O Estado Português da índia, desde a nascença, respeitou-as. Citarei, para confirmar esta minha asserção, o foral de Afonso Mexia ; as Portarias de 8 de Agosto de 1843, de 16 de Janeiro do 1855 e de 10 de Julho de 1871, criando as escolas primárias de marata ; foi criado um curso do marata no Liceu Afonso de Albuquerque e, ainda, pela Portaria Provincial n.º 479, de 27 de Outubro de 1911, foi aprovada a letra do hino nacional em marata. Dizer-vos, senhores, do alcance desta última medida é ofender-vos na vossa esclarecida inteligência.
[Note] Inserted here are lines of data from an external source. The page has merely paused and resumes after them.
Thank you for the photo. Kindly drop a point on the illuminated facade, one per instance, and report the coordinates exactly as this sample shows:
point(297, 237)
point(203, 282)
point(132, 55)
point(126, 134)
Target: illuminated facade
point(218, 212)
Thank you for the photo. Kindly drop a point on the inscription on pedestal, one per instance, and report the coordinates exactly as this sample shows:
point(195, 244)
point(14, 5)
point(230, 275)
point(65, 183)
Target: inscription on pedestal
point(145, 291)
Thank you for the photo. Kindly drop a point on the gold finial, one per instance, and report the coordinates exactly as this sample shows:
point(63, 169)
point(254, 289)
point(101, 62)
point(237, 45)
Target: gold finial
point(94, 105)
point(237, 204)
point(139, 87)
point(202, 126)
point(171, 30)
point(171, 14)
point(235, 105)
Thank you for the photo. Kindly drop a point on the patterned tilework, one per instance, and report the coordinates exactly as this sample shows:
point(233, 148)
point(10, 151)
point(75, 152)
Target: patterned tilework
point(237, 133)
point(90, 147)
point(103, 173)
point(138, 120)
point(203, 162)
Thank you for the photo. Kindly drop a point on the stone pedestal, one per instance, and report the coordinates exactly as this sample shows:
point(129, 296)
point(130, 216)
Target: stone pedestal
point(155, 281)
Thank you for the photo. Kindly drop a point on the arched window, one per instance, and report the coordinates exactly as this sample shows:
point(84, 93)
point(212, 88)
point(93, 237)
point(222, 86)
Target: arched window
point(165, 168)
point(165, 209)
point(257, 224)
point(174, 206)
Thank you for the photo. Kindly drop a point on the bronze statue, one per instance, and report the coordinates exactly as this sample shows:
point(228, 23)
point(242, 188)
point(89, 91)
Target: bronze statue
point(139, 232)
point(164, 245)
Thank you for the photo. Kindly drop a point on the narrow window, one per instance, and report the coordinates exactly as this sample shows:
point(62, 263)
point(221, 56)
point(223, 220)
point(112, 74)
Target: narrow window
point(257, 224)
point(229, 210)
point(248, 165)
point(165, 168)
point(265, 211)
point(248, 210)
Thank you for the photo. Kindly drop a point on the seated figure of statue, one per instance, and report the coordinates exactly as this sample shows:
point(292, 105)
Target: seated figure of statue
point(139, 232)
Caso único na história dos povos é certamente o de o hino nacional ser cantado por uma língua falada desde tempos imemoriais nas longínquas terras do Oriente, e, desta forma, povos que desconhecem o português e pertencem a outras pátrias poderem ouvir os portugueses do Oriente cantar o sou hino numa língua que lhes é comum.

Vozes: - Muito bem!

O Orador:-Quando terminada a instrução primária de marata, guzerate ou urdu, as crianças ingressam nas escolas primárias de português, na generalidade, como se disse.
Sr. Presidente: foi através da orientação do ensino a que me venho referindo que muitos cidadãos portugueses, hindus, frequentam hoje os nossos liceus e Universidades. Foi através deste sistema que muitos engenheiros, magistrados e advogados hindus ocupam situação de responsabilidade na vida portuguesa, provando bem que o sistema secularmente seguido em nada contribuiu para que diminuísse o interesse e o amor pelo conhecimento da língua pátria. Eu próprio, Sr. Presidente, aprendi o português depois de ter aprendido o marata, sem, contudo, para isso, ser necessária a obrigatoriedade daquela língua.